Однажды ночью нумантийцы напали вновь с большими силами. Римский лагерь, подожженный неизвестно кем, несмотря на усиленные караулы, охранявшие вал и ворота, ярко пылал, увеличивая страх и растерянность войска. Но когда по лагерю пронеслись крики: «Враг с тыла!»; когда воины бросились бежать врассыпную, толкаясь, сбивая друг друга с ног, опрокидывая женщин, торговцев; когда посыпались в лагерь стрелы, метательные копья и камни, — консул выбежал из своей палатки.
— Стойте! — закричал он, пытаясь остановить растерянных людей.
«Неприятель нас уничтожит, — думал он, поглядывая на легата, которого оставил при себе, — и если я не приму мер… Но каких? О, Минерва, помоги римскому войску одержать победу, и я построю тебе храм, не пожалею всего своего состояния. О, боги, соедините все свои силы…»
Подошел Тиберий.
— Мне кажется, — сказал он, — что слухи о помощи ареваков и ваккеев осажденному городу — военная хитрость со стороны неприятеля…

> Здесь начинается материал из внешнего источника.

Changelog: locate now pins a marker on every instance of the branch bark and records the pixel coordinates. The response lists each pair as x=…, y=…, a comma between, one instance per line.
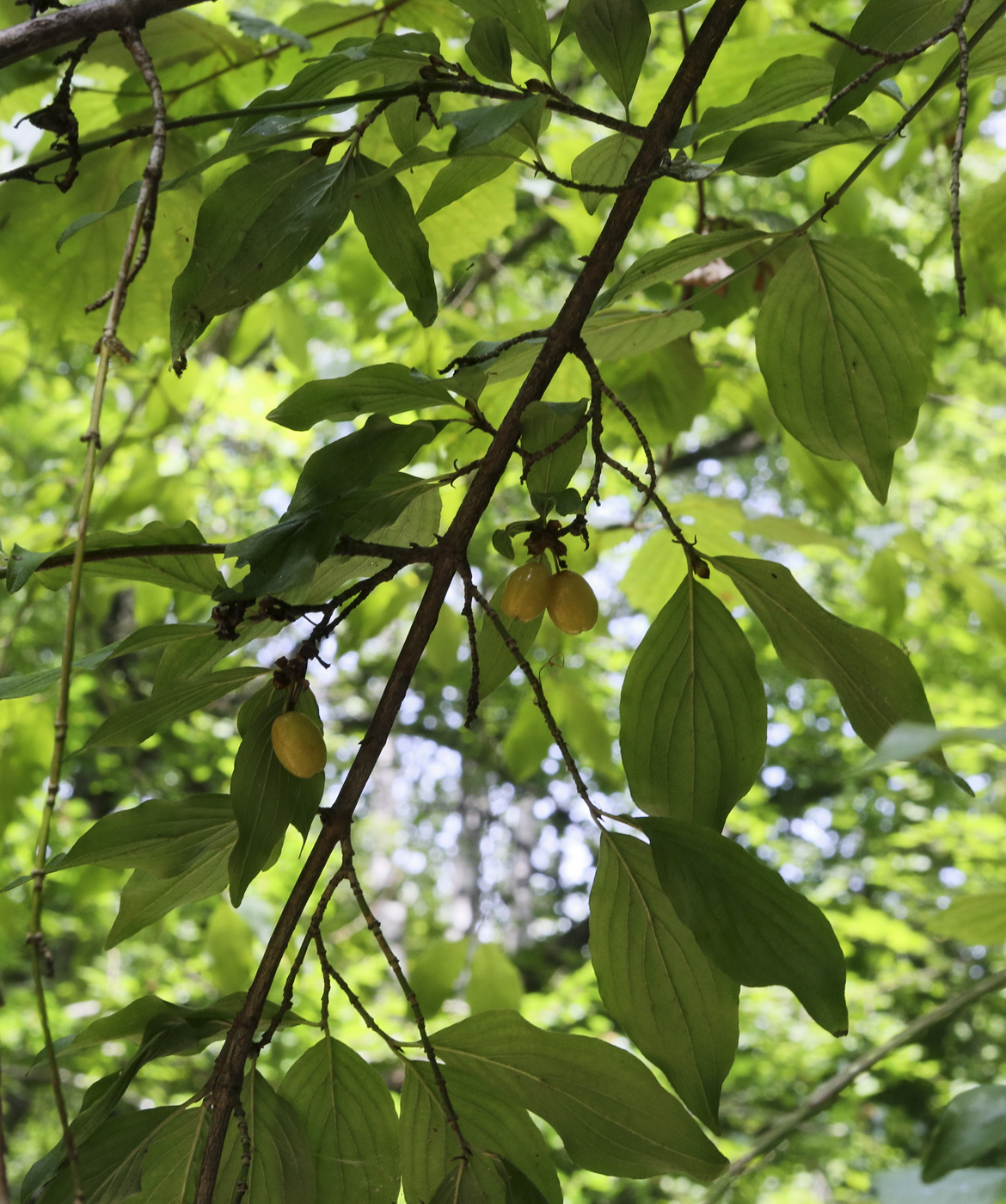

— Нет, нет! — вскричал Манцин, боясь, что Тиберий начнет отговаривать его от отступления, которое представлялось ему теперь единственным спасением.
— Если нас окружат, мы умрем, по крайней мере, со славою…
Лицо полководца сморщилось, как от боли:
— Имеем ли мы право жертвовать жизнью граждан?
— Для блага отечества, славы римского оружия — да!